Pertemuan yang digelar di Aula KH Kasful Anwar Dinas Pendidikan Kabupaten Banjar di Desa Bincau Kecamatan Martapura itu dihadiri oleh perwakilan dari Kementerian Agama, yakni Kepala Bidang Pendidikan Madrasah Kabupaten Banjar, Sekretaris Dinas Pendidikan Kabupaten Banjar, Kepala Bagian Kesejahteraan Rakyat (Kesra), serta tokoh-tokoh pendidikan dan agama.
Ketua Dewan Pendidikan Kabupaten Banjar, Ahmad Sarwani, mengatakan bahwa forum ini menjadi ruang diskusi terbuka untuk mencari solusi bersama terkait banyaknya ATS di daerah tersebut.
“Kami berusaha menggali masukan dari berbagai pihak, termasuk dari lembaga pendidikan nonformal dan keagamaan, agar bisa merumuskan solusi yang tidak saling merugikan, atau win-win solution,” ujar Sarwani.

Menurutnya, salah satu persoalan mendasar yang mengemuka adalah masih adanya lembaga-lembaga pendidikan yang belum terdaftar secara resmi atau tidak menginput data peserta didik ke dalam sistem nasional seperti Dapodik (Data Pokok Pendidikan) maupun EMIS (Education Management Information System).

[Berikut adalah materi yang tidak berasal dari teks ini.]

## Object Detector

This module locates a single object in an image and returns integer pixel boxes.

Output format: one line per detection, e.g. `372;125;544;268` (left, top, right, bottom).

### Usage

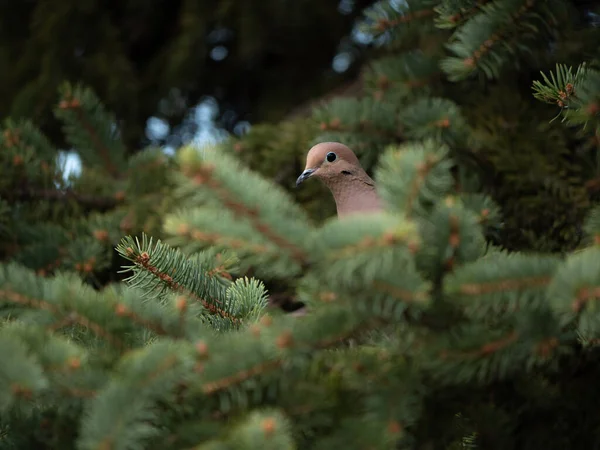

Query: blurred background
0;0;380;176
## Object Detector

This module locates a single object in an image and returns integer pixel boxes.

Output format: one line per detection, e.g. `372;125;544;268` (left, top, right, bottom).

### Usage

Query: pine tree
0;0;600;450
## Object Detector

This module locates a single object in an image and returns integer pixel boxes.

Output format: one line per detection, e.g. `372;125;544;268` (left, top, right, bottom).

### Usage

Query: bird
296;142;382;218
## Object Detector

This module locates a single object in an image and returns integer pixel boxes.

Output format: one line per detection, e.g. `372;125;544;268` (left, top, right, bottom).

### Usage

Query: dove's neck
323;170;381;217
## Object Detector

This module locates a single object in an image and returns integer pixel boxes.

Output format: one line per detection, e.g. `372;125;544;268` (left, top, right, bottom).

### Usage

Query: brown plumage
296;142;382;218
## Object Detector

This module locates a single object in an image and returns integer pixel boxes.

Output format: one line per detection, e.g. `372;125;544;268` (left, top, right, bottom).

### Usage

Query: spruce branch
444;253;560;319
116;234;243;326
441;0;564;81
165;147;312;278
376;139;454;217
362;0;436;35
435;0;491;29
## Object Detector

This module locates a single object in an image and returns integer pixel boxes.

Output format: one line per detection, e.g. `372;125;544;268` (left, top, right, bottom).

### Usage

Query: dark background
0;0;374;151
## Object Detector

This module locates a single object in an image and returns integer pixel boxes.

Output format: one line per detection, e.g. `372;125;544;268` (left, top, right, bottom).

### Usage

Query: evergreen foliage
0;0;600;450
0;0;374;151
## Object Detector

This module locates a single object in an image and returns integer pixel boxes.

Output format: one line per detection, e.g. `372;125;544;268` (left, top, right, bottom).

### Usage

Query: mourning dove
296;142;382;218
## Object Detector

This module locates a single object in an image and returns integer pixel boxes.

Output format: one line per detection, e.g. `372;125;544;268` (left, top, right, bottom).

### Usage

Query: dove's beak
296;169;315;187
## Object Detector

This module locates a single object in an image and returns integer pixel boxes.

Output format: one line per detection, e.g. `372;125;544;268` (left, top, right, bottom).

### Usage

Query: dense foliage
0;0;600;450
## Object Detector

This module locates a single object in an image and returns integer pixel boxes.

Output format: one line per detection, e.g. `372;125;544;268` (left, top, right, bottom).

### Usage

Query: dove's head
296;142;363;186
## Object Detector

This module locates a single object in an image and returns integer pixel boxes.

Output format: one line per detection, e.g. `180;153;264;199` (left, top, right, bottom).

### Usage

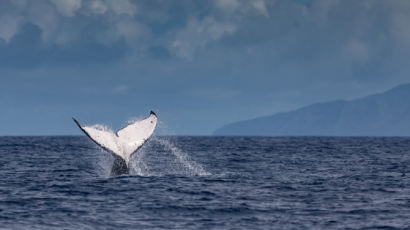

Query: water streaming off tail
96;137;210;177
130;137;209;176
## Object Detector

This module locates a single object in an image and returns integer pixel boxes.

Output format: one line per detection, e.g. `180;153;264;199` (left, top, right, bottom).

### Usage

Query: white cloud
170;17;236;59
250;0;269;17
0;15;21;42
214;0;240;11
50;0;81;17
90;0;107;14
108;0;137;16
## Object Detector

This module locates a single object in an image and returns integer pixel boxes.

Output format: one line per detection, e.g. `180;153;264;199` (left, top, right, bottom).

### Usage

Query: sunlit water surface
0;137;410;229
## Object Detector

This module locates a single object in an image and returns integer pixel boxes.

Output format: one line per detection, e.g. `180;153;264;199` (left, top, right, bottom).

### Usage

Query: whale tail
73;111;157;175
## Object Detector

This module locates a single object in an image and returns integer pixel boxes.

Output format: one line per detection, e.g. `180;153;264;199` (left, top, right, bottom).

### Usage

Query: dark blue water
0;137;410;229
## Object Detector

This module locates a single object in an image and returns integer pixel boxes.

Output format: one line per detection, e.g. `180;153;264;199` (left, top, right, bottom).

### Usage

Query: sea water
0;136;410;229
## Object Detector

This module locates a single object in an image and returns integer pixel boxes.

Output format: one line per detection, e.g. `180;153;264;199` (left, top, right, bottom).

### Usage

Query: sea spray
129;137;210;176
155;138;210;176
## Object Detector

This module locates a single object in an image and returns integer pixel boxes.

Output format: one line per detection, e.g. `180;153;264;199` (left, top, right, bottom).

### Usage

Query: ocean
0;136;410;229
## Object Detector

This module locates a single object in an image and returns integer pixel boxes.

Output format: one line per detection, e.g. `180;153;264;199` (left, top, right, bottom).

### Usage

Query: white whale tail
73;111;157;174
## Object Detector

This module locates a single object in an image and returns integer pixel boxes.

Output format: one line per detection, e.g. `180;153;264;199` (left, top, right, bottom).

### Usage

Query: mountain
214;84;410;136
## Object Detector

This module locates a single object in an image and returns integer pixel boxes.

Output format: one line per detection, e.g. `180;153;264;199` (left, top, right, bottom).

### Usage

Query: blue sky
0;0;410;135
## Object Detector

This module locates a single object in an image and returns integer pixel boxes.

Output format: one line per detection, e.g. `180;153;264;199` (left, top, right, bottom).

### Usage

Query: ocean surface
0;136;410;229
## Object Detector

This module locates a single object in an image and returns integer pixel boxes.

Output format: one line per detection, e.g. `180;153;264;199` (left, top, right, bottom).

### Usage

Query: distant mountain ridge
214;84;410;136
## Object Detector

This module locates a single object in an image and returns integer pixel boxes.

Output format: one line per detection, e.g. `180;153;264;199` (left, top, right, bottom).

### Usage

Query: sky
0;0;410;135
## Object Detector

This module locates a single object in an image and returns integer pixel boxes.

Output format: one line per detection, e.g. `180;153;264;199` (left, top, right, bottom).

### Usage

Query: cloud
0;14;21;42
50;0;81;17
170;17;236;59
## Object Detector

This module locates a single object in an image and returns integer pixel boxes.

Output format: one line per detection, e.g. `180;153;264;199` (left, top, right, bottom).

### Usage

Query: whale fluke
73;111;157;175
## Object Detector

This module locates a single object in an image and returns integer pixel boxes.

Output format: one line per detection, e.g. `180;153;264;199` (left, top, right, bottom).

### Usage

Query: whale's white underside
74;112;157;165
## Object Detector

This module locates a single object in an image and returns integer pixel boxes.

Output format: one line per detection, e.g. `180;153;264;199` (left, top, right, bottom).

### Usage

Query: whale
73;111;158;176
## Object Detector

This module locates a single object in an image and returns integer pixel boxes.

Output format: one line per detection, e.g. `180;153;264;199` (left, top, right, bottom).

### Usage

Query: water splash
130;137;210;176
95;137;211;177
155;138;210;176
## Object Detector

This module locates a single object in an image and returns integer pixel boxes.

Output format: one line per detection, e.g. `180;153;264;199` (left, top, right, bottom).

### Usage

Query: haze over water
0;136;410;229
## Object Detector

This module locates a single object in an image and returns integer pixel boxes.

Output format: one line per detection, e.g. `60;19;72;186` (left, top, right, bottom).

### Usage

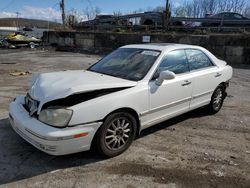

Untuk menjembatani hal tersebut, Pemerintah Kabupaten Banjar mendorong lembaga-lembaga yang belum terdata agar dapat bertransformasi atau menjalin kemitraan dengan Pusat Kegiatan Belajar Masyarakat (PKBM). Saat ini, di Kabupaten Banjar tercatat terdapat 28 PKBM aktif yang menyediakan layanan pendidikan kesetaraan setara SD (Paket A), SMP (Paket B), dan SMA (Paket C).
“Kami sudah membuka ruang alternatif, salah satunya dengan mendorong pembentukan PKBM baru yang bisa menaungi anak-anak putus sekolah agar mereka tetap bisa mendapat pendidikan yang layak,” jelas Sarwani.
Kabar baiknya, beberapa lembaga keagamaan telah merespons positif upaya tersebut. Salah satunya, Lembaga Nahdlatul Ulama (NU) Kabupaten Banjar yang telah menyatakan kesiapannya membentuk PKBM di bawah naungannya.
“Alhamdulillah, sudah ada komitmen dari Lembaga NU Banjar untuk mendirikan PKBM sebagai bagian dari kontribusi dunia pesantren dan ormas Islam dalam mendukung program pendidikan daerah,” tambahnya.
Langkah ini dinilai sebagai bentuk nyata kolaborasi antara pemerintah, lembaga pendidikan, dan organisasi masyarakat dalam memutus mata rantai putus sekolah yang masih menghantui sebagian besar wilayah pedesaan dan pinggiran di Kabupaten Banjar.
Dengan kolaborasi lintas sektor, diharapkan seluruh anak usia sekolah di Banjar mendapatkan akses pendidikan yang layak, baik melalui jalur formal, nonformal, maupun keagamaan.